Like sometimes when I leave a store, I set off the electronic security device.
For no reason.
You know how the alarm beeps if the cashier forgets to remove the tag on certain merchandise. Or when a customer forgets to pay for merchandise--aka shoplifting.
Well, I don't fit in the first category. Sometimes the alarm goes off when I don't have any merchandise.
And I so don't fit in the second category. Enough said about that. I hope!
Still, greeters, clerks, and assistant managers hear that familiar buzz, and they dash to my side. If I have a package, they check the receipt and the items; of course, they find everything in order. Then they say, "Uh, I guess we have a glitch in the system."
And like, if I don't have a package, they say, "Well, maybe your cell phone caused the alarm to activate."
But I know what they're really thinking. I mean, wouldn't you?
I can also set off the alarm as I walk into a store. Talk about weird looks. Like I'm an alien or something.
I've become accustomed to this phenomenon, but it's so embarrassing for my friends. Especially if this is our first shopping extravaganza. (And usually our last).
I don't how it happens. Don't know why it happens. It just happens. Not always. But frequently. It isn't my cell phone. It's not the wiring in their security system.
It's me. How I am. How God wired me, I guess.
You know, God created us. He wired each of us with unique--sometimes quirky--personalities. With different temperments. Goals. Ambitions. Dreams.
He wired me with a dream about writing. I have, like, this love for words. For His word. I always have. Even when I was just a little girl.
I love to read His word. Study His word. Teach His word. I love to share what He's teaching me through His word. I love to share my sweet Savior like this.
Like articles. Devotions. Bible study lessons. That I long to write.
But then He said to me: Be still, sweet girl. You've got more to learn about loving. About loving Me with all of your heart. All of your soul. All of your mind. All of your strength.
I think He said that to me because that's really how He wired me. Actually, that's how He wired all of us.
To love Him like that.
To trust Him like that.
To believe in Him like that.
Because while I believe He gave me the dream, my hope is not in my dream; my hope is in my God. The Dream Giver.
I don't trust in my dream--I trust in my loving God.
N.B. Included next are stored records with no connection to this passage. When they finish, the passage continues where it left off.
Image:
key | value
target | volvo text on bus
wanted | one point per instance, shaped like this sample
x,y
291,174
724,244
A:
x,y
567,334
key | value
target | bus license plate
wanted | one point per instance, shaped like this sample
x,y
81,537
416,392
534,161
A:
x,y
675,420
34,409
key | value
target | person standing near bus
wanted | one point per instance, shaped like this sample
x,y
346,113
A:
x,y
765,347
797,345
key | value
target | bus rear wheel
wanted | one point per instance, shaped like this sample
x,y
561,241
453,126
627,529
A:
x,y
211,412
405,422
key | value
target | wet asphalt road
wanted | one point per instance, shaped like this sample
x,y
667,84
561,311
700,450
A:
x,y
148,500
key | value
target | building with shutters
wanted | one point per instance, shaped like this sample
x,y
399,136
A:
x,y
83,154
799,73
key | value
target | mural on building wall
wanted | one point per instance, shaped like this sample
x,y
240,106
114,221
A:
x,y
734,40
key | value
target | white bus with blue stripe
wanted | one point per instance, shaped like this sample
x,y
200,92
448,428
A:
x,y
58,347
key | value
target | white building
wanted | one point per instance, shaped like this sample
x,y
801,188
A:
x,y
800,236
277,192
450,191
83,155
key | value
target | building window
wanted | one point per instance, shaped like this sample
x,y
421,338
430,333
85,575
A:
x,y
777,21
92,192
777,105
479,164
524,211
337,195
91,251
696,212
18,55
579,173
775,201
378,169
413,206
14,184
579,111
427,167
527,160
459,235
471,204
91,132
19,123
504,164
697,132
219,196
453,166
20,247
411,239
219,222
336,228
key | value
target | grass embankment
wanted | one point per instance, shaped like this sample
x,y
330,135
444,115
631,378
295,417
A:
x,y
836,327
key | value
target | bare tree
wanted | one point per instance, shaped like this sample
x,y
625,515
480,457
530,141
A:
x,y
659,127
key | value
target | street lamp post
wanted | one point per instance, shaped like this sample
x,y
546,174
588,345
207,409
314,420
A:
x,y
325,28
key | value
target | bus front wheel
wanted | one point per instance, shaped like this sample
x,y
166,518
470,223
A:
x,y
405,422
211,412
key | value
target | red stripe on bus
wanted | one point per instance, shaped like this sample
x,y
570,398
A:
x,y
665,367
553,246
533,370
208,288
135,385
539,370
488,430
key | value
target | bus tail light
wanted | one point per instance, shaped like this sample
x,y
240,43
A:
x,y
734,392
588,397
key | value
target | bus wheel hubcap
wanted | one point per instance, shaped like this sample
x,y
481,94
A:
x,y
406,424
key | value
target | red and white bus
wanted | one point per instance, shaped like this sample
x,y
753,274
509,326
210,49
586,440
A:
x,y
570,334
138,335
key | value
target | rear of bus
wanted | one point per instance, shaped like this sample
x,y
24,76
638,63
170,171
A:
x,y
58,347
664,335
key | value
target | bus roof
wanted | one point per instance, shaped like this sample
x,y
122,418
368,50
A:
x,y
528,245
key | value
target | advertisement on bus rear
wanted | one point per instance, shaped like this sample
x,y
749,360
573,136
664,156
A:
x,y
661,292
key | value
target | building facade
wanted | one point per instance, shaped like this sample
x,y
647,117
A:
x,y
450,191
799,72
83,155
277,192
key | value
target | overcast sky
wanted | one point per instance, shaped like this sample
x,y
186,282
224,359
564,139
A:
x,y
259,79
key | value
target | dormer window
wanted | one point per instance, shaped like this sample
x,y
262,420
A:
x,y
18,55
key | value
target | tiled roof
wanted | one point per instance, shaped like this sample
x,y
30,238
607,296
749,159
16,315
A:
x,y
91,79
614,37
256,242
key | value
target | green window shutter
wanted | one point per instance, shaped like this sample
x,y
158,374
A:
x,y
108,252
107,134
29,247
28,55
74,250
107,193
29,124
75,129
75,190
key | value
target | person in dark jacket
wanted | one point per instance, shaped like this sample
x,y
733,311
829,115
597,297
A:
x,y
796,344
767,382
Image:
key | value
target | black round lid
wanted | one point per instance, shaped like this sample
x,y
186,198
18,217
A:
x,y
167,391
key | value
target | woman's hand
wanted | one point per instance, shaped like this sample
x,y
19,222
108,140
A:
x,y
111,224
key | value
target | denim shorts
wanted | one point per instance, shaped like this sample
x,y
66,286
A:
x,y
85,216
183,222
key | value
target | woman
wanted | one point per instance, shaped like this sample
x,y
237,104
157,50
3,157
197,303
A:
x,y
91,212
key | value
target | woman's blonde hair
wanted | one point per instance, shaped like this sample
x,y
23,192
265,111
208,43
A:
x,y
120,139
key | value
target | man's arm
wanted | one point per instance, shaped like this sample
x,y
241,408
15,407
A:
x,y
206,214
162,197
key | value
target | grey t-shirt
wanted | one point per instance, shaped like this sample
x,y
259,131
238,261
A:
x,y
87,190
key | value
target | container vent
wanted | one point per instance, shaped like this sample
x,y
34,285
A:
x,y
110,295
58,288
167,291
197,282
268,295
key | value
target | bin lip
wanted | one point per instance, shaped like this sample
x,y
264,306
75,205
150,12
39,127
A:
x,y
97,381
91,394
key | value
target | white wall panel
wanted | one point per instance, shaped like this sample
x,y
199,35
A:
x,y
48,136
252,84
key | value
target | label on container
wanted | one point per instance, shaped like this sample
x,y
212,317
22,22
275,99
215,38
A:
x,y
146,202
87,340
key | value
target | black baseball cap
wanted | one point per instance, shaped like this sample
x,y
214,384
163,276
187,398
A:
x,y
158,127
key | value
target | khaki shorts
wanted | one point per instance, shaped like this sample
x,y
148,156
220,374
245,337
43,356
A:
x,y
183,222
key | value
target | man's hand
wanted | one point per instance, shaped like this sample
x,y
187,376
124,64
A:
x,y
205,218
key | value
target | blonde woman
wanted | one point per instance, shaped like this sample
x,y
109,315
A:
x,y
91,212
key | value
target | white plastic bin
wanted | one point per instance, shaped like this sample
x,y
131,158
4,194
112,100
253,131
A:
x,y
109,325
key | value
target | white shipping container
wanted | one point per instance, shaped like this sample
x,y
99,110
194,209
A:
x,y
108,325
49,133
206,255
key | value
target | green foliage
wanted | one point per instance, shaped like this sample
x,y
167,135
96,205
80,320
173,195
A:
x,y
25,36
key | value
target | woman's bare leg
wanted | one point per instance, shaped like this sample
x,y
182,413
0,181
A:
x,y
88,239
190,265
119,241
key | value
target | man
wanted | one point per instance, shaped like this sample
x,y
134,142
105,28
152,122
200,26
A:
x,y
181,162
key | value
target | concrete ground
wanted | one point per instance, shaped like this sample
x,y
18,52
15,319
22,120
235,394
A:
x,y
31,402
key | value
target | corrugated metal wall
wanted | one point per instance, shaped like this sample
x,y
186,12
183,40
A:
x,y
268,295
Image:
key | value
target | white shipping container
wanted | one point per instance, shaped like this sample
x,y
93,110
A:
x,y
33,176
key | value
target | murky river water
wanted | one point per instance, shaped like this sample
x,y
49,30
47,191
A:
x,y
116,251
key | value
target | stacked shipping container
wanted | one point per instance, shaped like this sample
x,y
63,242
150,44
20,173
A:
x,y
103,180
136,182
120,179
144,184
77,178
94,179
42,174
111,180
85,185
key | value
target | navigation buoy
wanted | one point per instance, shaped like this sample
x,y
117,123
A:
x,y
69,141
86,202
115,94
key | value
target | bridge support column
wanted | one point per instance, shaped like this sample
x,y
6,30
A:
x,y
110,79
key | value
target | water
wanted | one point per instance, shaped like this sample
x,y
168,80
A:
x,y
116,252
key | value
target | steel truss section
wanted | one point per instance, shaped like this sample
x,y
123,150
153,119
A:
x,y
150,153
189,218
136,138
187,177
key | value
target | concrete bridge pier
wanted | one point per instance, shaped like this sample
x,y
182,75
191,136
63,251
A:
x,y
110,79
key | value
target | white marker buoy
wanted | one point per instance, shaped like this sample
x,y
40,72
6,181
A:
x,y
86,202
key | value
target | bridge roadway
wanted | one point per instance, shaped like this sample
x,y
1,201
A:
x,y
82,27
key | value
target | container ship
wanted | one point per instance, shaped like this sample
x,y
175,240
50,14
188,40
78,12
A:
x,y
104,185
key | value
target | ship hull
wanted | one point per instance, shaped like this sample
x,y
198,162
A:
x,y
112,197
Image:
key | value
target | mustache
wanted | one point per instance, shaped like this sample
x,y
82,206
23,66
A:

I'm trusting Him to shape me. To shake me. Sift me. So that I will fit His dream for me.
And He will.
He knows me:
"Before I formed you in the womb I knew you" (Jeremiah 1:5a).
Oh, yes, sweet friend. He knew me before my life began. He knew you before your first heartbeat.
He knows what He's wired you to do and to be.
Do you know what's on His mind? If you do, please feel free to share your story. If you don't know exactly what He has for you, I'd love to pray with you about it.
Oh, by the way.
Is anybody in the mood for a little shopping spree with me?